Para la cigocidad paterna por grupo de estudio y en relación con el estudio familiar,
para el grupo de casos se obtuvieron 14 (50.0%) hemicigotos y 14 (50.0%)
homocigotos; mientras que para el grupo de los controles fueron 14 (42.4%)
hemicigotos y 19 (57.6%) homocigotos, también mostró la misma distribución de la
cigocidad, en el cual tampoco se obtuvo diferencia significativa (t exacta de Fisher
0.612). La razón de momios de la cigocidad de los padres por frecuencia génica fue de
OR 1.3 (0.47-3.73) y de OR 0.75 (0.26-2.1) por estudio familiar.
Para el caso de las frecuencias del RhD de los hijos de los casos estudiados (33
positivos y 11 negativos) y de los controles (60 positivos y 2 negativos) se obtuvo una
frecuencia diferente de RhD negativo y significativamente mayor (p 0.0015) para el
grupo de casos, explicable por ser hijos de madres RhD negativo; mientras que para los
controles se obtuvo la frecuencia esperada (alrededor del 3%).
Moleculares
En todos los 187 sujetos RhD positivo se obtuvo amplificación de las cuatro secuencias
del gen RHD estudiadas (3´UTR exón 10, exón 7 e intron3-exón4/RHDΨ, Cajas
Rhesus). Mientras que en 32 de los 41 casos (0.78) RhD negativo solo amplificaron las
cajas Rh híbridas de forma homocigota (mecanismo de deleción en sujetos RhD
negativo). En 5 individuos (8.2%) amplificaron una o más de las secuencias estudiadas,
en los 5 casos se identificó una caja Rh natural descendente y una caja híbrida
(mecanismo mixto en sujetos Rh negativo). En ningún caso se identificó la presencia del
pseudogen RHDΨ (segundo mecanismo y de alta prevalencia en negroafricanos de
RhD negativo).
39
Se identificaron 3 casos en donde la cigocidad no concordó con la tabla de frecuencias
génicas, pero si con el estudio familiar y en concordancia completa con el estudio de
las cajas Rh.
La concordancia obtenida entre la cigocidad paterna con base en la frecuencia génica y
el estudio de las cajas Rhesus, fue del 0.88 en homocigotos y de 1.0 en hemicigotos
con un valor de Phi de 0.875.
Asimismo, la concordancia obtenida entre la cigocidad paterna con base al estudio
familiar y de las cajas Rhesus fue de 1.0, tanto para los fenotipos homocigotos como
hemicigotos, con un valor de Phi de 1.0.
En otras palabras cuando una mujer RhD negativo y conyuge RhD positivo acuden a un
consejo genético, al conocer el fenotipo de ambos, esto nos ayudará a conocer la
probabilidad de tener un hijo RhD negativo, ya que si por fenotipo es homocigoto, y no
se cuenta con el estudio familiar, podremos tener un 12% de falla en la estimación de la
cigocidad, es decir que siendo el padre hemicigoto con la posibilidad de tener 50% de
hijos RhD negativo lo determinamos como homocigoto, sin la posibilidad de tener hijos
RhD negativo (falso positivo).
Las figuras muestran algunos ejemplos de las curvas de amplificación y los picos de
fusión de los ensayos efectuados en los sujetos de estudio.
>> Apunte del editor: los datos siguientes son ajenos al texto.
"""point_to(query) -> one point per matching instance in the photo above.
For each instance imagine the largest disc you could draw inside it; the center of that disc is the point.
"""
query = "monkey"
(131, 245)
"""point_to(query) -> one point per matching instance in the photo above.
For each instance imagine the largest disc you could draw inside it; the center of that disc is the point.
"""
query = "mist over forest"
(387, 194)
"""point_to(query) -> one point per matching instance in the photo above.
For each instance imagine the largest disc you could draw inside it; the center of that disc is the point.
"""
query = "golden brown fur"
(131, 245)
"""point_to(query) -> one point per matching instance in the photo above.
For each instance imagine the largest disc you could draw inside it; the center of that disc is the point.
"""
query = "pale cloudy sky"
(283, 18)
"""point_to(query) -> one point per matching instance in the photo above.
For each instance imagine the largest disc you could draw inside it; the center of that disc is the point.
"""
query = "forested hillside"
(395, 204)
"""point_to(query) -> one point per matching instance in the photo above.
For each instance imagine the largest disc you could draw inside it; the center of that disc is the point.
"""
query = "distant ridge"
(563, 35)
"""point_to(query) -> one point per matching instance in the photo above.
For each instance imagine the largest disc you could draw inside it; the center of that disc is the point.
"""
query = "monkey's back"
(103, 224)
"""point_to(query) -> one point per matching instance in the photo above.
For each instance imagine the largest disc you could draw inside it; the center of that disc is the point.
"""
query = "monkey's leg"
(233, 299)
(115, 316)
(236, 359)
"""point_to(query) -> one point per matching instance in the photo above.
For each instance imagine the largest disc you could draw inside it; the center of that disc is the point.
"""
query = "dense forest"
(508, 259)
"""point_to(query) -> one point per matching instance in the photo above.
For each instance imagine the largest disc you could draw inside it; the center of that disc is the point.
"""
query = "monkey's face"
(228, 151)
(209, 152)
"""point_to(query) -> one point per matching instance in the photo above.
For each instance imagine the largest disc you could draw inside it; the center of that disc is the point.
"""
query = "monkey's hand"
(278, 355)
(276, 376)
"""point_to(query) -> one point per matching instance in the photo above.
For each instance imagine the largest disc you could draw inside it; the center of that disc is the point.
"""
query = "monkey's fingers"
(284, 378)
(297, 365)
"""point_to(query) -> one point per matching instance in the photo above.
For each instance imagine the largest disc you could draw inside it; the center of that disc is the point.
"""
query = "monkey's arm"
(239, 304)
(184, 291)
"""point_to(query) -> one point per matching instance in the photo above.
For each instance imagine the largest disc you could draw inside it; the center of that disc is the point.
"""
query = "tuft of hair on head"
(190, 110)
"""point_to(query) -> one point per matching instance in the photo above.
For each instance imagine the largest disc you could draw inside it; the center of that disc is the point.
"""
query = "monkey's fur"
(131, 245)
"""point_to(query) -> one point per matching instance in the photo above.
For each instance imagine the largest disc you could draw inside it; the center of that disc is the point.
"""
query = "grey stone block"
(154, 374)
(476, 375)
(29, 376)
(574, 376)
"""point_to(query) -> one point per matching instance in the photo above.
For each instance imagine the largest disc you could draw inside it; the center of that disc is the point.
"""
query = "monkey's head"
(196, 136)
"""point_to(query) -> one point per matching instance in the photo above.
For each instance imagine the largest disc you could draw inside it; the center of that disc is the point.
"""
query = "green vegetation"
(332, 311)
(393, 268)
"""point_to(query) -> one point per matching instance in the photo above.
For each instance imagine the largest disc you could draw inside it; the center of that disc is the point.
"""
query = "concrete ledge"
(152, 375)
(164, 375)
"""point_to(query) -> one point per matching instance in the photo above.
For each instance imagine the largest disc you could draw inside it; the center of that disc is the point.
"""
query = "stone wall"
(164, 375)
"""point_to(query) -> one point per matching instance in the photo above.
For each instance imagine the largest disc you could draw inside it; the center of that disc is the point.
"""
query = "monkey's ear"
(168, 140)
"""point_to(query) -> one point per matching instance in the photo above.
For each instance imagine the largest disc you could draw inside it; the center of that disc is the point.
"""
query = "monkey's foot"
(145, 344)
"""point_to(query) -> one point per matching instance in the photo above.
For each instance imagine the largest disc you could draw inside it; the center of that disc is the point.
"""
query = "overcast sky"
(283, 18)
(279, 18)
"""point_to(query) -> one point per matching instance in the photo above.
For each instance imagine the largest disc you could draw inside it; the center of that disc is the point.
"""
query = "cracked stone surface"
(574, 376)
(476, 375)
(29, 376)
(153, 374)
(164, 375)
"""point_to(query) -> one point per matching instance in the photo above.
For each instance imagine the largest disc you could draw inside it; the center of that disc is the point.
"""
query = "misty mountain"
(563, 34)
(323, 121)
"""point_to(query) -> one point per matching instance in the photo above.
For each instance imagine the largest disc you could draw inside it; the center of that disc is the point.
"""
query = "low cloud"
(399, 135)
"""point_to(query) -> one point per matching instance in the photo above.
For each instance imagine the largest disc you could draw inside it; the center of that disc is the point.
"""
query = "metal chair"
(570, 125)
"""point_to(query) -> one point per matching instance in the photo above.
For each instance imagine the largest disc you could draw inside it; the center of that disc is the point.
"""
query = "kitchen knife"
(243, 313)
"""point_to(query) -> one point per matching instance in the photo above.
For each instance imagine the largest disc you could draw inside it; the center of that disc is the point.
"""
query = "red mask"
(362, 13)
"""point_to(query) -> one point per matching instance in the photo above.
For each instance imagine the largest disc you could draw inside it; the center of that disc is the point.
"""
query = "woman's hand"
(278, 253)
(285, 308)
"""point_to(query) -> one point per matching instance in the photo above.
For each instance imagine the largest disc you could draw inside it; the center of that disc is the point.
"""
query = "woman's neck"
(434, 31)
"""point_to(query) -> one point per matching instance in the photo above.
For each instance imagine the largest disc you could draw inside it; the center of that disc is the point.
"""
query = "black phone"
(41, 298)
Figura No. 18 Picos de fusión de la región 3´UTR Exón 10 RHD. Se aprecia el producto de amplificación
específico para cada muestra evaluada con una Tm de 71°C.
40
Figura No. 19 Picos de fusión de la región intron3-exon4 RHD. Se aprecia solo un producto de
amplificación (el tipo silvestre) por cada sujeto estudiado a una Tm de 68.2°C.
Figura No. 20 Curvas de amplificación del exón 7 RHD. Se observa la curva de amplificación de cada
DNA estudiado comenzando a partir del ciclo 24-25.
41
IV.- DISCUSION
Los ensayos basados en PCR han sido utilizados por diversos autores para determinar
la cigocidad del RHD. La prueba es de gran valor al estudiar una pareja de mujer RhD
negativa isoinmunizada con Anti-D y cónyuge RhD positivo. El riesgo de afección de un
feto es del 100% si el padre es homocigoto (D/D) y del 50% si es hemicigoto (D/d).
Inicialmente los métodos se basaron en la amplificación de sitios polimórficos que están
genéticamente ligados a la ausencia del gen RHD. Se mostró que unidades repetidas
pequeñas (STR) de las formas (AC)n (GCAC)n en el intrón 2 pueden ser usadas para
definir si el padre con fenotipo ccDee tiene el genotipo cDe/cde o cDe/cDe. (Kemp 1999).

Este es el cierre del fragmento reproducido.